La obra del artista tiene sentido cuando se observa en ella las huellas del paisaje. La abstracción de las formas no es tal si somos capaces de quitarnos el antifaz de la comodidad para ver en estas piedras trozos de la realidad geográfica gomera. Hay en cada pieza un poco de la isla. Y no me refiero únicamente a su procedencia, sino también a su descendencia. En realidad funcionan como una madre y su hijo. Una maternidad pétrea que pare un hijo pulido y renacido. De la piedra original -rotunda, inexacta- nace una obra profundamente inspiradora y procaz: alimenta las formas nuevas como un insólito tejido que se desprende de la original.

Sólo basta observar su Pulsos para entender este proceso que acabo de comentar. En realidad, el pulso viene a entenderse como un soplo de vida, como el hálito que podría surgir de na invisible boca que nace del centro de la roca para dejar ver al su verdadero centro pulido y suave, como si ésta fuera su verdadera piel y no la rugosa coraza que la protegía. Pero quizá en ella se observe también el proceso creador del artista. Eso de ver donde no hay cobra sentido aquí. Y lo digo en el sentido miguelangelesco del concepto, cuando ideó sus esclavos bajo la técnica del non finito. Él vio en la piedra la materia y cuerpo que huía y se quedaba a la vez en la misma; Pedro Zamorano busca y rebusca en la esencia el corazón – ahora sí finito- del alma de la roca matriz.

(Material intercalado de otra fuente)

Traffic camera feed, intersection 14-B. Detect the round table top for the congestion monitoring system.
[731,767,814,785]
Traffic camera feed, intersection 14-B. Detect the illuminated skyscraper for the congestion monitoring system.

De la misma manera actúan sus Germinales, que se yerguen como raíces buscando el sustrato de la tierra gomera que es fuente de inspiración y de alimento. Porque quizá no haya otra isla tan rotunda, tan manifiesta en su paisaje -acaso Lanzarote, pero por lo yermo y curtido de su tierra- que despierte tanta necesidad en la mente creativa del artista. No sé si son sus barrancos, que vertebran una res de heridas en la tierra necesarias parra entender si propia geografía y donde se levantan sus bancales, verdaderos elementos identitarios de su propia piel. Pero es precisamente aquí donde nacen también formas vegetales que Pedro Zamorano reinterpreta como si fueran símbolos o tótem de una naturalez imperfecta. Aquí lo observamos tanto en sus Cardoncillos como en sus Vegetales.

Como refería Pedro garcía Cabrera en su ensayo original, «el medio imprime al hombre un símbolo primario, un determinado modo de ser». Y tenía razón entonces. Sustituyendo aquí al hombre por el artista, el pensamiento de poeta gomero se mantiene, pues es el medio insular, geográfico, gravitatorio, el que determina aquí el ser el creador. Y es la isla la que hace – hizo, hará- a Pedro Zamorano escultor. No se entiende el espacio sin el artista, ni al artista sin el espacio. Observemos pues esta exposición con los ojos vivos de un infante, es decir, sin los prejuicios que marcan las modas ni las tendencias, pues sólo así lograremos llegar al corazñon de la roca, allí donde nuestro artista supo extraer el alma de una piedra que no estaba muerta, sino que yacía latente en el letargo de una vida de olvidos y sinsabores.